A helper function to visualize image data.

def visualize(img_array):
    plt.imshow(((img_array.asnumpy().transpose(1, 2, 0) + 1.0) * 127.5).astype(np.uint8))
    plt.axis('off')

Take some images from the test data, obtain its feature vector from discriminator.D[:11] and plot images of the corresponding closest vectors in the feature space.

feature_size = 8192 

features = nd.zeros((len(test_images), feature_size), ctx=ctx)

for idx, image in enumerate(test_images):
  
    feature = discriminator(nd.array(image, ctx=ctx))
    feature = feature.reshape(feature_size,)
    features[idx,:] = feature.copyto(ctx)

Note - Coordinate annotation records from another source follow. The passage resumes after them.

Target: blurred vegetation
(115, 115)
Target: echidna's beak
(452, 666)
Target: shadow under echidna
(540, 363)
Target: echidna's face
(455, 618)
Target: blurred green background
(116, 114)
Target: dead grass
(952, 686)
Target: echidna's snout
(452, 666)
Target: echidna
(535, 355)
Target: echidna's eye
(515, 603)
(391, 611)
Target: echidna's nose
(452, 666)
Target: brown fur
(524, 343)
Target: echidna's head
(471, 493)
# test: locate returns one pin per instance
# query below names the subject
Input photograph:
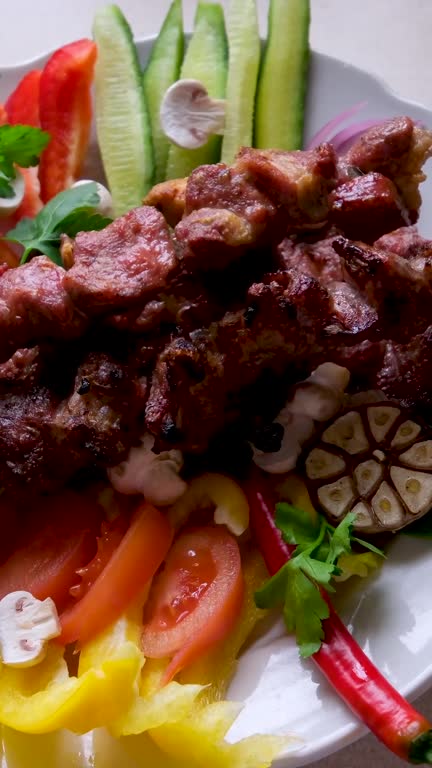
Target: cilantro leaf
(296, 525)
(318, 571)
(340, 541)
(6, 188)
(300, 583)
(304, 611)
(20, 145)
(67, 213)
(273, 592)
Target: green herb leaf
(304, 611)
(20, 145)
(68, 213)
(6, 188)
(300, 582)
(340, 542)
(296, 525)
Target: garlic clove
(387, 507)
(347, 432)
(381, 418)
(415, 488)
(406, 434)
(367, 476)
(363, 515)
(189, 116)
(26, 625)
(419, 455)
(336, 498)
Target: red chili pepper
(357, 681)
(66, 113)
(3, 115)
(22, 106)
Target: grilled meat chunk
(128, 262)
(299, 182)
(401, 294)
(397, 149)
(366, 207)
(45, 438)
(406, 373)
(34, 306)
(197, 381)
(169, 198)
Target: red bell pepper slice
(22, 106)
(66, 113)
(358, 682)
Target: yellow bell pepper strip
(49, 750)
(212, 489)
(207, 678)
(199, 740)
(45, 698)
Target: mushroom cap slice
(374, 460)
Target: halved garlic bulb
(374, 460)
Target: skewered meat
(34, 305)
(124, 264)
(208, 337)
(366, 207)
(400, 294)
(398, 149)
(169, 198)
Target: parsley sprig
(68, 213)
(299, 584)
(19, 145)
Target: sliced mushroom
(189, 116)
(316, 399)
(374, 460)
(26, 625)
(155, 475)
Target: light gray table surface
(390, 38)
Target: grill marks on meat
(366, 207)
(299, 182)
(400, 294)
(196, 381)
(46, 438)
(128, 262)
(214, 309)
(34, 305)
(397, 149)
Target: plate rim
(353, 730)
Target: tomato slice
(132, 566)
(57, 536)
(107, 542)
(196, 599)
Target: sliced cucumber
(280, 106)
(162, 70)
(122, 121)
(244, 59)
(205, 60)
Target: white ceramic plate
(390, 615)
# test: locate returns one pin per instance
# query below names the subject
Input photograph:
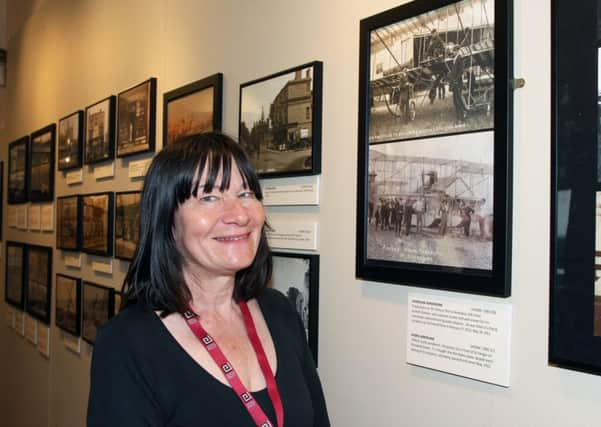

for image in test_images[:100]:

    feature = discriminator(mx.nd.array(image, ctx=ctx))
    feature = feature.reshape((feature_size,))
    image   = image.reshape((3,64,64))


    indices = get_knn(features, feature, k=10)
    fig = plt.figure(figsize=(15,12))
    plt.subplot(1,10,1)

    visualize(image)
    for i in range(2,9): 
        if indices[i-1][1] < 1.5:
            plt.subplot(1,10,i)
            sim = test_images[indices[i-1][0]].reshape(3,64,64)
            visualize(sim)
    plt.show()
    plt.clf()

png

How the Generator learns

We trained the Generator for a couple of epochs and stored a couple of fake images per epoch. Check the video. alt text

The following function computes the TSNE on the feature matrix and stores the result in a json-file. This file can be loaded with TSNEViewer

import json

from sklearn.manifold import TSNE
from scipy.spatial import distance

tsne = TSNE(n_components=2, learning_rate=150, perplexity=30, verbose=2).fit_transform(features.asnumpy())

# save data to json
data = []
counter = 0
for i,f in enumerate(test_filenames):
    
    point = [float((tsne[i,k] - np.min(tsne[:,k]))/(np.max(tsne[:,k]) - np.min(tsne[:,k]))) for k in range(2) ]
    data.append({"path": os.path.abspath(os.path.join(os.getcwd(),f)), "point": point})
    
with open("imagetsne.json", 'w') as outfile:
    json.dump(data, outfile)

Load the file with TSNEViewer. You can now inspect whether similiar looking images are grouped nearby or not.